Poutine a souligné la signification stratégique de ces développements lorsqu'il s'est adressé au sommet énergétique de Zagreb. Il a attiré l'attention sur le fait qu'en 2006 la Russie a fourni jusqu'à 73 milliards de mètres-cubes de gaz naturel à l'Europe du sud et du sud-est (la moitié de toutes ses exportations de gaz vers l'Europe), auxquels il faut ajouter 59 millions de tonnes de pétrole. Il a déclaré que la Russie voulait un partenariat basé sur les principes de "l'équilibre d'intérêts".

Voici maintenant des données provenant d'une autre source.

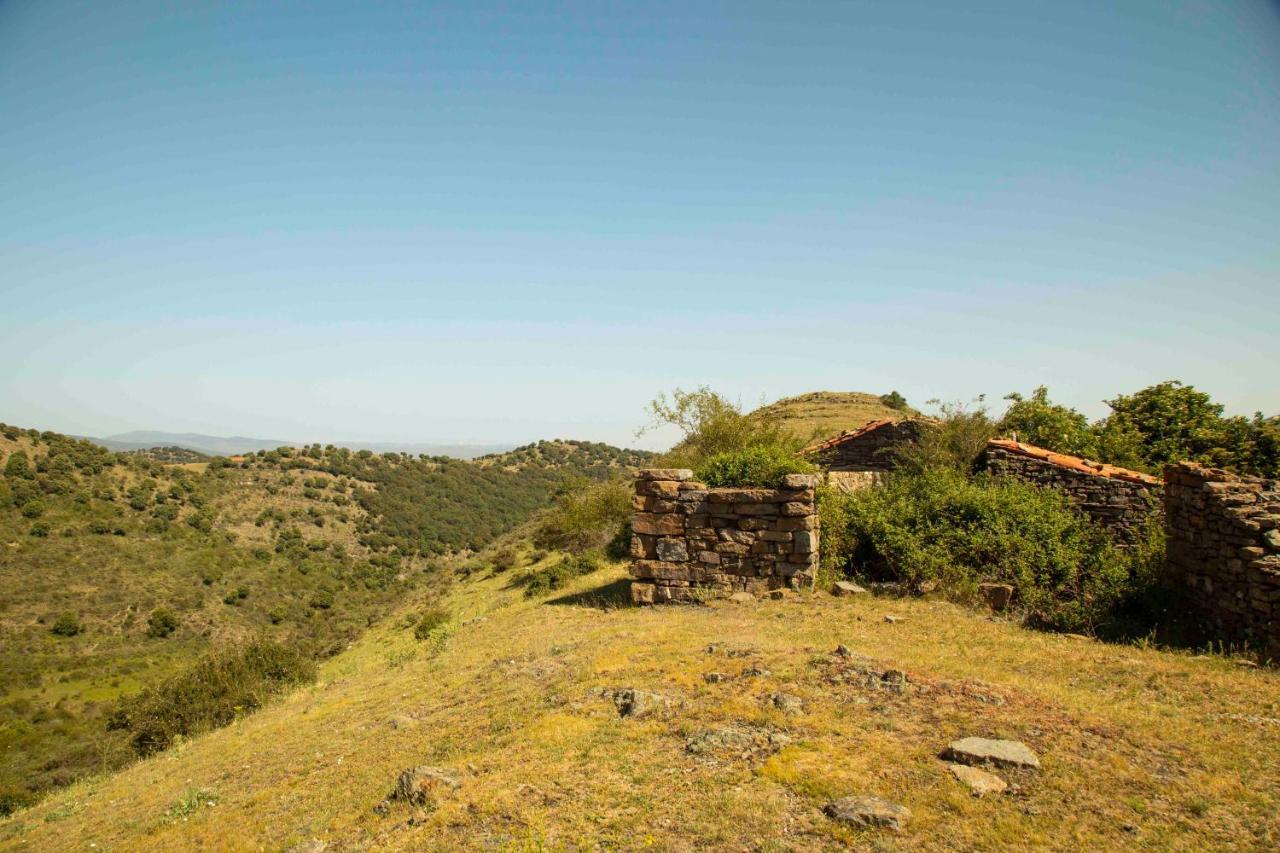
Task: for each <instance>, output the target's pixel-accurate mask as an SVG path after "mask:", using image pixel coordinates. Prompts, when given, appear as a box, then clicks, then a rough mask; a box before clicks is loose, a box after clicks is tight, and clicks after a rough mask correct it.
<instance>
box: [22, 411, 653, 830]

Poutine a présenté la portée immense de cette coopération qui va de la vente du gaz russe à l'amélioration des infrastructures énergétiques des Balkans. Elle se servira de cette région comme d'un itinéraire de transport pour le gaz russe, construira des réservoirs souterrains en nombre dans les pays balkaniques, développera le réseau gazier en Macédoine, étendra le réseau de gazoducs à l'Albanie, la Serbie méridionale et le Kosovo, prendra part à la privatisation et à la modernisation des capacités de la génération énergétique des pays balkaniques, reconstruira les installations énergétiques de l'ère soviétique dans les Balkans et développera la création de centres régionaux de transit énergétique.

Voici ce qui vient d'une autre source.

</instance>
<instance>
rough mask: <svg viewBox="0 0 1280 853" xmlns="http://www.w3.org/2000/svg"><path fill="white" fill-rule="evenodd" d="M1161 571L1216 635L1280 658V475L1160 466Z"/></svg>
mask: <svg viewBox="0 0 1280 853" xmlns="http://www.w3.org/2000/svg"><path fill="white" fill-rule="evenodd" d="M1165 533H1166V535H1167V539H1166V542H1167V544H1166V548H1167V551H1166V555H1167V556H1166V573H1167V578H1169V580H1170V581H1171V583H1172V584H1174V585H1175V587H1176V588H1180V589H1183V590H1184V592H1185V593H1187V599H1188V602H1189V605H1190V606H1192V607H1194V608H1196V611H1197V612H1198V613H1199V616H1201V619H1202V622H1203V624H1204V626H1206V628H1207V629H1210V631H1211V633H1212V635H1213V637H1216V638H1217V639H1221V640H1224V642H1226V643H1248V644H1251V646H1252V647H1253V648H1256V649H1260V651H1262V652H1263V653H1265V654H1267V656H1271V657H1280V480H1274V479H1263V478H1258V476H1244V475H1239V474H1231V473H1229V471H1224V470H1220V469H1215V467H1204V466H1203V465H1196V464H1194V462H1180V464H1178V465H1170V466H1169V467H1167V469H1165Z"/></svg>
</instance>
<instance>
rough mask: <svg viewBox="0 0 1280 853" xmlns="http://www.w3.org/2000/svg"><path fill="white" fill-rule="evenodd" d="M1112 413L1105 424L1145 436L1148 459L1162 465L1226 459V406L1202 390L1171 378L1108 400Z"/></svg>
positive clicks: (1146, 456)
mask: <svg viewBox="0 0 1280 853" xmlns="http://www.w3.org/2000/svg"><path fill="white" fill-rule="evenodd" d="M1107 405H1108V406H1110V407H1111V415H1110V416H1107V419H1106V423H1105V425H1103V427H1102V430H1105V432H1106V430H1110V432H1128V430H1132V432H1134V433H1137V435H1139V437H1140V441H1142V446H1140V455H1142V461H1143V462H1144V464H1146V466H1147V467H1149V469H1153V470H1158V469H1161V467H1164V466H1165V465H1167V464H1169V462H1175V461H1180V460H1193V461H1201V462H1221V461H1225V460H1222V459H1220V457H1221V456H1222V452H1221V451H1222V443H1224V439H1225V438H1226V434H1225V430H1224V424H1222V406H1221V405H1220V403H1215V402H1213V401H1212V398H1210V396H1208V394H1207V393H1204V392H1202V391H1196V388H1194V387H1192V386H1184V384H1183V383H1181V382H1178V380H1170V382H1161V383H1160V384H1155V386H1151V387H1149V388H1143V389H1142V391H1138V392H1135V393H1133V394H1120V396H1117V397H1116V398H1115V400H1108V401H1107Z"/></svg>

Il a choisi le secteur de l'électricité et a proposé une synchronisation des systèmes énergétiques en Europe occidentale, centrale et méridionale avec les systèmes énergétiques du Commonwealth des Etats Indépendants et des Etats baltes. Poutine a déclaré : "La mise en place de ce programme nous permettra de créer une chaîne électrique formant un cercle autour de l'ensemble de la région de Mer Noire et unifiant tous les pays européens situés dans cette région. Ceci aidera à mettre en place les principaux paramètres pour un marché énergétique commun."

Le quotidien russe Kommersant a résumé les implications de longue portée de ce que Moscou a rassemblé ces dernières semaines. Il a déclaré : "Le gaz coulera en Europe de différents côtés, l'entourant dans un véritable cercle. Mais ce gaz appartiendra toujours, soit à la Russie, soit à quelque pays que la Russie contrôle avec rigidité, voire avec férocité."

L'essentiel du manuel de judo de Poutine traite du kuzushi, l'art de rompre l'équilibre de votre adversaire. Page après page, à l'aide de dessins délicats, Poutine explique avec lucidité les implications des huit projections de secours qui marcheront si une projection initiale échoue. La politique énergétique en Europe méridionale et du sud-est laissera Washington se demander combien Poutine a de projections en réserve, entre maintenant et mars prochain, lorsqu'il quittera son poste au Kremlin.

En politique, neuf mois peuvent être une durée très longue. Et que se passera-t-il si, dans l'entrefaite, les Européens se mettent au judo, alors que les Etats-Unis resteront coincés dans les affaires du Proche-Orient ? En fait, c'est pour le lecteur européen ordinaire que Poutine a écrit ce livre. Selon Poutine, le judo nécessite une concentration maximale de l'esprit, un régime diététique contrôlé et une vie généralement disciplinée. La force physique brutale en tant que telle n'est pas un attribut nécessaire.

M K Bhadrakumar a servi en tant que diplomate de carrière aux services étrangers indiens pendant plus de 29 ans, avec des postes comprenant celui d'ambassadeur en Ouzbékistan (1995-98) et en Turquie (1998-2001).